A composição poética baseia-se em
acontecimentos político-sociais contemporâneos: as lutas entre D. Sancho II e
D. Afonso III. Embora se enchesse de prestígio na luta contra os mouros, D.
Sancho II desgostou profundamente os membros do clero e alguns nobres. Em 24 de
julho de 1245, o papa Inocêncio IV expendiu uma bula, pela qual o depunha do
trono português e o atribuía a seu irmão, D. Afonso III, Conde de Bolonha.

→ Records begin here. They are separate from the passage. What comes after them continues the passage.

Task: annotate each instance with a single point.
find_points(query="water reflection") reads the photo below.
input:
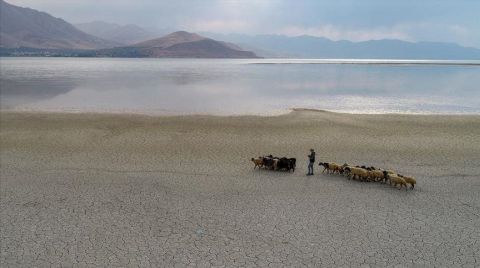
(179, 86)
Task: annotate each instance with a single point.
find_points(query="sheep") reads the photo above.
(376, 175)
(385, 173)
(258, 162)
(396, 180)
(360, 173)
(330, 167)
(409, 180)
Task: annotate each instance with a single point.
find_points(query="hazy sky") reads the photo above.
(414, 20)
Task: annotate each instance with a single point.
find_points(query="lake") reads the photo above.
(232, 87)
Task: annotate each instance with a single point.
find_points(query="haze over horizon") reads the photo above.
(446, 21)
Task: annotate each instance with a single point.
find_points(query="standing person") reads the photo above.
(311, 158)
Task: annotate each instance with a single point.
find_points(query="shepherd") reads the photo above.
(311, 158)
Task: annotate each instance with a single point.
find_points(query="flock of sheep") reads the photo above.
(275, 163)
(361, 173)
(370, 174)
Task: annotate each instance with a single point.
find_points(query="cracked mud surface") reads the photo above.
(105, 190)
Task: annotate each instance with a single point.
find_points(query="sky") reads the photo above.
(456, 21)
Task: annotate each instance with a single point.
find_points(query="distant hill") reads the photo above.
(179, 44)
(124, 34)
(319, 47)
(25, 27)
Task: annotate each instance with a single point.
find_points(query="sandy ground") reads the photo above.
(129, 190)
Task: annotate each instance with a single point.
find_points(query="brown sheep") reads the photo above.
(409, 180)
(258, 162)
(360, 173)
(396, 180)
(331, 168)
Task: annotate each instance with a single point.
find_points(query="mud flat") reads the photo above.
(130, 190)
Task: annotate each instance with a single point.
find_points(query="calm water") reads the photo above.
(184, 86)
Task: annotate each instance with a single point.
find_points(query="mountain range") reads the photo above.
(25, 27)
(123, 34)
(25, 31)
(318, 47)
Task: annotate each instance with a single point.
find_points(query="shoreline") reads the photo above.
(182, 189)
(174, 114)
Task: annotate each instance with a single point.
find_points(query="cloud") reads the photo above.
(340, 33)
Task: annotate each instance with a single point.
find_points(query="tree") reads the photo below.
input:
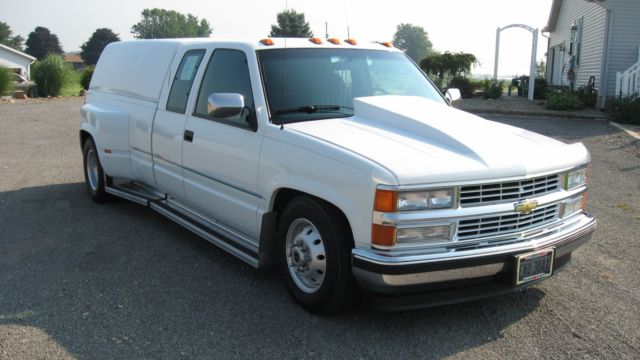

D. Sancho II lutou ainda durante
algum tempo, ajudado por servidores leais, não obstante as excomunhões que contra
eles lançaram o Arcebispo de Braga e os bispos de Coimbra e do Porto. No entanto,
a maioria dos alcaides entregou-se a D. Afonso III, ato que, junto da opinião
pública, foi considerado traição, sobretudo porque tal entrega andou de braço
dado com avultadas somas de dinheiro, promessas aliciantes, medo e outros
motivos menos dignos.
A pena e a ironia dos trovadores da
época não pouparam a suposta venalidade e cobardia dos alcaides que se
entregaram a D. Afonso III. De facto, o trovadorismo nunca se ergueu contra a
causa de D. Sancho e a favor do seu irmão. Pelo contrário, todos vituperaram a
infame traição dos alcaides que entregaram os castelos do Bolonhês.
Além disso, os trovadores
denunciaram a corrupção do poder eclesiástico e da fidalguia militar, bem como
o modo como a poderosa Igreja forçou as consciências esse serviu do seu poder
para excomungar todos aqueles que se mantiveram leais ao seu monarca, D. Sancho
II.
Historicamente, a realidade diz-nos
que boa parte do clero português, apoiado por nobres e pelo próprio papa, tomou
parte na campanha cujo objetivo era a deposição de D. Sancho II. Afonso era,
nessa altura, conde de Bolonha (daí o epíteto de o Bolonhês) e juntou-se às
fileiras que hostilizaram o legítimo monarca. A 24 de julho de 1245, a bula Grandi
non immerito depôs D. Sancho II e estabeleceu o seu irmão como regente do
reino. A bula procurou justificar a deposição do monarca pelo caos generalizado
em que o reino tinha caído, circunstanciando-se agravos a igrejas, mosteiros e
clérigos, denunciando-se desleixo governativo e enfatizando-se resistências de
D. Sancho II no que diz respeito a acolher as recomendações que a Cúria Romana
lhe tinha feito até então. Assim, perante as infrutíferas tentativas de chamar
o monarca à razão no sentido de manter a ordem e a justiça, e perante a sua
reiterada negligência, o papa ordenou que o Bolonhês fosse o governador e
curador que organizasse o reino.
Neste contexto, Diego Pezelho
coloca-se no lugar de um alcaide que entregou o castelo ao «verdadeiro dono» e,
por isso, foi punido com a excomunhão.